55.  Por isso não deixa de ser curioso ou confuso o argumento de “volta às origens” proclamado pelo PT. Werneck Vianna e Haddad, ambos numa perspectiva weberiana, indicam as dificuldades de avaliar a trajetória do PT. Vianna afirma que o PT se perdeu quando abandonou a estratégia democrática e social, rompendo a possibilidade de alternância com o PSDB, tendo voltado ao “nacional-popular” com o lulismo – daí a volta às origens! Haddad, por sua vez, diz que o PT errou estrategicamente porque abandonou a luta central do Brasil, contra o patrimonialismo: ao invés da crítica às ilusões sobre o caráter do Estado, teria aderido ao papel tradicional de fazer política e aberto mão de seu principal eixo estratégico – daí a volta às origens. É algo relacionado ao fato de que a esquerda, transformada pela luta democrática contra a ditadura, acaba por aderir a teses anti-Estado, de verniz liberal, que está na raiz comum do PT/PSDB. Quem explora bem isso é o José Luis Fiori. O ranço antimilitarista confunde-se com a pregação do fim da era Vargas e no argumento sobre o patrimonialismo.

56.  Evidentemente, em meio a unidade e luta, o PCdoB também sofreu os efeitos do hegemonismo do PT (foram sempre governos do PT, pois não?) e não demarcou suficientemente com alguns desses erros. Isto vem ao fina, porque o mais importante para nossa argumentação é a conclusão sobre nossa identidade, não suficientemente realçada. Identidade do PCdoB invoca a representação dos trabalhadores, de caráter revolucionário (mesmo quando persegue reformas), a marca de comunista, marxista e leninista, o partido do socialismo, dotado de concepção tática ampla, radical e flexível a um só tempo, forjador de grandes frentes táticas ou estratégicas. Mas, no curso da luta política, invoca sobretudo o que propõem à sociedade, firmado em seu Programa.

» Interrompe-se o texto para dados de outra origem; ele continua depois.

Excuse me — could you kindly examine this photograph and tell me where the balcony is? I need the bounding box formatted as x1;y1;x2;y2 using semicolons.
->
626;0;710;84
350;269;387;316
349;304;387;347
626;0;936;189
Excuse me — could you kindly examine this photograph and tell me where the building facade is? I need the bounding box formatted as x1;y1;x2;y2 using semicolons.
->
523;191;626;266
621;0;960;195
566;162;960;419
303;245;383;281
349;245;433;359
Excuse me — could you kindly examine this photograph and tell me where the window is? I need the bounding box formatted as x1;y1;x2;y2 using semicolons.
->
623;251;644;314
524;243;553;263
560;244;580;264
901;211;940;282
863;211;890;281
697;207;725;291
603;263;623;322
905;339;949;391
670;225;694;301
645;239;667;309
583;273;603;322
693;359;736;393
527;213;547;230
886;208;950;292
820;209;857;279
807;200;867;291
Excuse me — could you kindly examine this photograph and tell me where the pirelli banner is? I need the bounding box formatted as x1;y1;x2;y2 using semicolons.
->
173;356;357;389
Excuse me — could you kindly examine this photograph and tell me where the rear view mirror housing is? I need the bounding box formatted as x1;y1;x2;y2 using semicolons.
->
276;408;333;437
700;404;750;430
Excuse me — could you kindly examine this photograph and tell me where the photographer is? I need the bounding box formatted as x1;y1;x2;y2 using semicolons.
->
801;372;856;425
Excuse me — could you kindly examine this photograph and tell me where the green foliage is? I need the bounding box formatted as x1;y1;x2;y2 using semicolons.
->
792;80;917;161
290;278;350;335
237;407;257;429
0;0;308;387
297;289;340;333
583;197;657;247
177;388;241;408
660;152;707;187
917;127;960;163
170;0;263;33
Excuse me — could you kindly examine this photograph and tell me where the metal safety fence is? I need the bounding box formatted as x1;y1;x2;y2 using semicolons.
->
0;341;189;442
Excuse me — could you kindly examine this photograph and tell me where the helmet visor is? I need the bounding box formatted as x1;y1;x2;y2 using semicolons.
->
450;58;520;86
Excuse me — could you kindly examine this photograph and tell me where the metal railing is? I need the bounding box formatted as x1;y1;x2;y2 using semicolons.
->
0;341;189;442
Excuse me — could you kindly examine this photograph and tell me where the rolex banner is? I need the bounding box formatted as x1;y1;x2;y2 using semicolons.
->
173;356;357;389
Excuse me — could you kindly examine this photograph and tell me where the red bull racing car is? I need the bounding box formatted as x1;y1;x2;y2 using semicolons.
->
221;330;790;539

Essa é a questão vital que permanece: a relevância política do PCdoB está em ocupar um lugar definido e saliente em torno de sua proposta programática, tendo por centro o NPDN, e dar a isso dimensão de massa, intelectual e eleitoral. A assimilação do Programa para a atuação cotidiana, em todos os terrenos, foi uma batalha ainda não vencida pelos comunistas. 

57.  Uma outra chave, paralela a essas reflexões, é o da unicidade do povo brasileiro, que envolve grande esforço de debate político e luta de ideias na luta social. O Brasil acumulou enormes desigualdades sociais e regionais em sua formação, deformações mesmo no seio da sociedade marcada por prolongado escravismo e patriarcalismo, que redundam, hoje mais que nunca, em lutas das mais variadas índoles, ligadas às identidades, reparações, emancipação, direitos civis e difusos variados. Representam contradições no seio do povo e que precisam ser incorporadas e ligadas a um projeto nacional de desenvolvimento que lhes dê guarida.

58.  As causas são justas e inevitáveis, mas se prestam cada vez mais a estratégias políticas que negam um projeto de nação e a própria unicidade do povo brasileiro. Sobretudo na luta social, os comunistas devem disputar justas estratégias junto a essas causas e segmentos sociais. Hoje há novas forças à esquerda que radicalizam todo o “retorno às origens” do PT (PSOL), mas também promove “novas” estratégias que reforçam a luta em torno de coletivos de subjetividades e identidades, condenam o “fetichismo da classe trabalhadora” dos partidos da esquerda tradicional e sua vocação ao poder de Estado. Tentam, contra toda a implausibilidade, explorar a negação da política largamente hegemonizada pelos conservadores, em nome de uma pregação moralista que não apresenta nenhum projeto de nação para o povo brasileiro.

59.  É hora de terminar. Para o PCdoB a unidade é a bandeira da esperança. Na história brasileira, quando se uniram vastas forças com clareza de objetivos e unidade de ação no rumo do interesse maior do Brasil e do povo, elas venceram. O caminho de uma frente ampla de índole nacional, popular e democrática, centrada em retomar em novas condições o projeto nacional de desenvolvimento, revela clareza estratégica e tática, pelo que é respeitado e prestigiado o PCdoB. Mas ele precisa ter força para disputar esse rumo junto à esquerda, a sociedade e os setores vitais da nação brasileira, no rumo de uma Frente Ampla para a resistência ao descalabro brasileiro e um novo projeto nacional de desenvolvimento. É nisso que devemos ser capazes de nos diferenciar e afirmar nossa identidade própria.